← Back to team overview

launchpad-reviewers team mailing list archive

[Merge] lp:~julian-edwards/launchpad/lost-builder-bug-463046 into lp:launchpad/devel

 

Julian Edwards has proposed merging lp:~julian-edwards/launchpad/lost-builder-bug-463046 into lp:launchpad/devel.

Requested reviews:
  Launchpad code reviewers (launchpad-reviewers)
Related bugs:
  #463046 Rescuing a BUILDING builder just makes things worse
  https://bugs.launchpad.net/bugs/463046


= Summary =
Reset aborted builders that don't have any buildqueue entry

== Proposed fix ==
See bug 436046.

Basically, when builders end up building something that we don't know about, 
they need to be aborted and cleaned.  Right now they sit in the "aborted" 
state forever because the current handler for that relies on there being a 
buildqueue row for the build job.  In the case of comms failures etc., that 
may not be the case.

== Pre-implementation notes ==
Talked to wgrant.

== Implementation details ==
There's an existing function that checks for the slave state and does things 
based on what it returns to us.  I've changed it so that if it sees the 
ABORTED state and builder.currentjob is None, then we need to clean it - 
slave.clean() just resets it back to IDLE, ready for another job).

== Tests ==
bin/test -cvvt Test_rescueBuilderIfLost

== Demo and Q/A ==
The QA plan on dogfood is as follows:

 * Initiate a build
 * Stop the buildd-manager to give us time to fiddle about.
 * Rip all traces of the build out of dogfood's database by deleting the 
buildqueue and job.
 * Start the buildd-manager - when it scans the builder with the orphaned 
build it should now reset it successfully.

= Launchpad lint =

(this lint is all crazy nonsense, we need to fix our linter!)
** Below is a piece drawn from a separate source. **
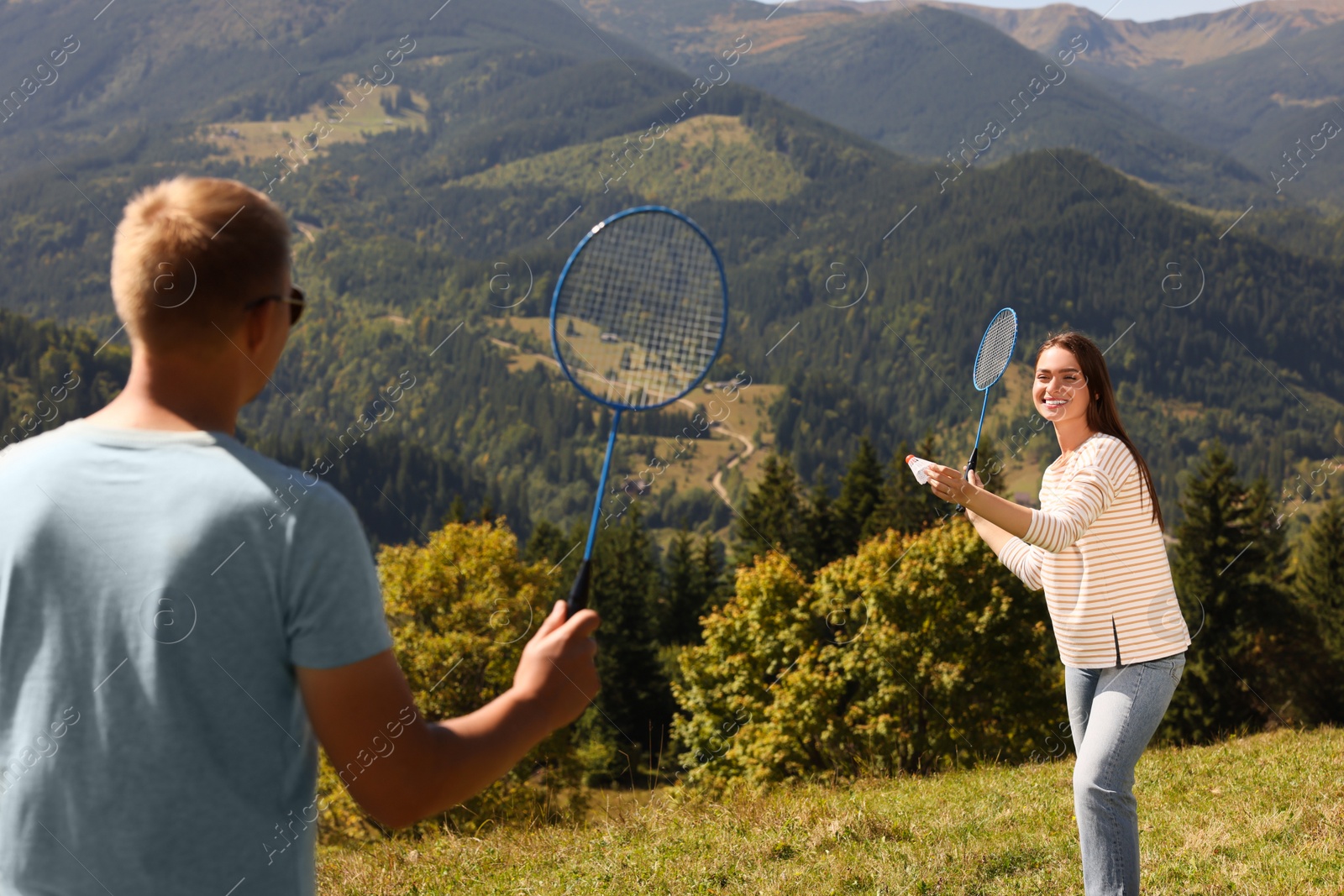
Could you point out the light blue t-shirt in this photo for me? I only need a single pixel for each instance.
(156, 593)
Checking for conflicts and issues in changed files.

Linting changed files:
  lib/lp/buildmaster/model/builder.py
  lib/lp/buildmaster/tests/test_builder.py

./lib/lp/buildmaster/model/builder.py
     191: E302 expected 2 blank lines, found 1
     201: E202 whitespace before '}'
     421: E231 missing whitespace after ','
     432: E231 missing whitespace after ','
     557: E301 expected 1 blank line, found 0
     609: E231 missing whitespace after ','
     730: E231 missing whitespace after ','
./lib/lp/buildmaster/tests/test_builder.py
     354: E301 expected 1 blank line, found 2
-- 
https://code.launchpad.net/~julian-edwards/launchpad/lost-builder-bug-463046/+merge/33369
Your team Launchpad code reviewers is requested to review the proposed merge of lp:~julian-edwards/launchpad/lost-builder-bug-463046 into lp:launchpad/devel.
=== modified file 'lib/lp/buildmaster/model/builder.py'
--- lib/lp/buildmaster/model/builder.py	2010-08-20 20:31:18 +0000
+++ lib/lp/buildmaster/model/builder.py	2010-08-23 11:01:11 +0000
@@ -206,6 +206,20 @@
     # IBuilder.slaveStatusSentence().
     status = status_sentence[0]
 
+    # If the cookie test below fails, it will request an abort of the
+    # builder.  This will leave the builder in the aborted state and
+    # with no assigned job, and we should now "clean" the slave which
+    # will reset its state back to IDLE, ready to accept new builds.
+    # This situation is usually caused by a temporary loss of
+    # communications with the slave and the build manager had to reset
+    # the job.
+    if status == 'BuilderStatus.ABORTED' and builder.currentjob is None:
+        builder.cleanSlave()
+        if logger is not None:
+            logger.info(
+                "Builder '%s' cleaned up from ABORTED" % builder.name)
+        return
+
     # If slave is not building nor waiting, it's not in need of rescuing.
     if status not in ident_position.keys():
         return
@@ -220,7 +234,7 @@
         else:
             builder.requestAbort()
         if logger:
-            logger.warn(
+            logger.info(
                 "Builder '%s' rescued from '%s': '%s'" %
                 (builder.name, slave_build_id, reason))
 

=== modified file 'lib/lp/buildmaster/tests/test_builder.py'
--- lib/lp/buildmaster/tests/test_builder.py	2010-08-20 20:31:18 +0000
+++ lib/lp/buildmaster/tests/test_builder.py	2010-08-23 11:01:11 +0000
@@ -29,6 +29,10 @@
 from lp.soyuz.model.binarypackagebuildbehavior import (
     BinaryPackageBuildBehavior,
     )
+from lp.soyuz.tests.soyuzbuilddhelpers import (
+    AbortedSlave,
+    MockBuilder,
+    )
 from lp.soyuz.tests.test_publishing import SoyuzTestPublisher
 from lp.testing import TestCaseWithFactory
 from lp.testing.fakemethod import FakeMethod
@@ -90,6 +94,26 @@
         self.assertEqual(0, builder.handleTimeout.call_count)
 
 
+class Test_rescueBuilderIfLost(TestCaseWithFactory):
+    """Tests for lp.buildmaster.model.builder.rescueBuilderIfLost."""
+
+    layer = LaunchpadZopelessLayer
+
+    def test_recovery_of_aborted_slave(self):
+        # If a slave is in the ABORTED state, rescueBuilderIfLost should
+        # clean it if we don't think it's currently building anything.
+        # See bug 463046.
+        aborted_slave = AbortedSlave()
+        # The slave's clean() method is normally an XMLRPC call, so we
+        # can just stub it out and check that it got called.
+        aborted_slave.clean = FakeMethod()
+        builder = MockBuilder("mock_builder", aborted_slave)
+        builder.currentjob = None
+        builder.rescueIfLost()
+
+        self.assertEqual(1, aborted_slave.clean.call_count)
+
+
 class TestFindBuildCandidateBase(TestCaseWithFactory):
     """Setup the test publisher and some builders."""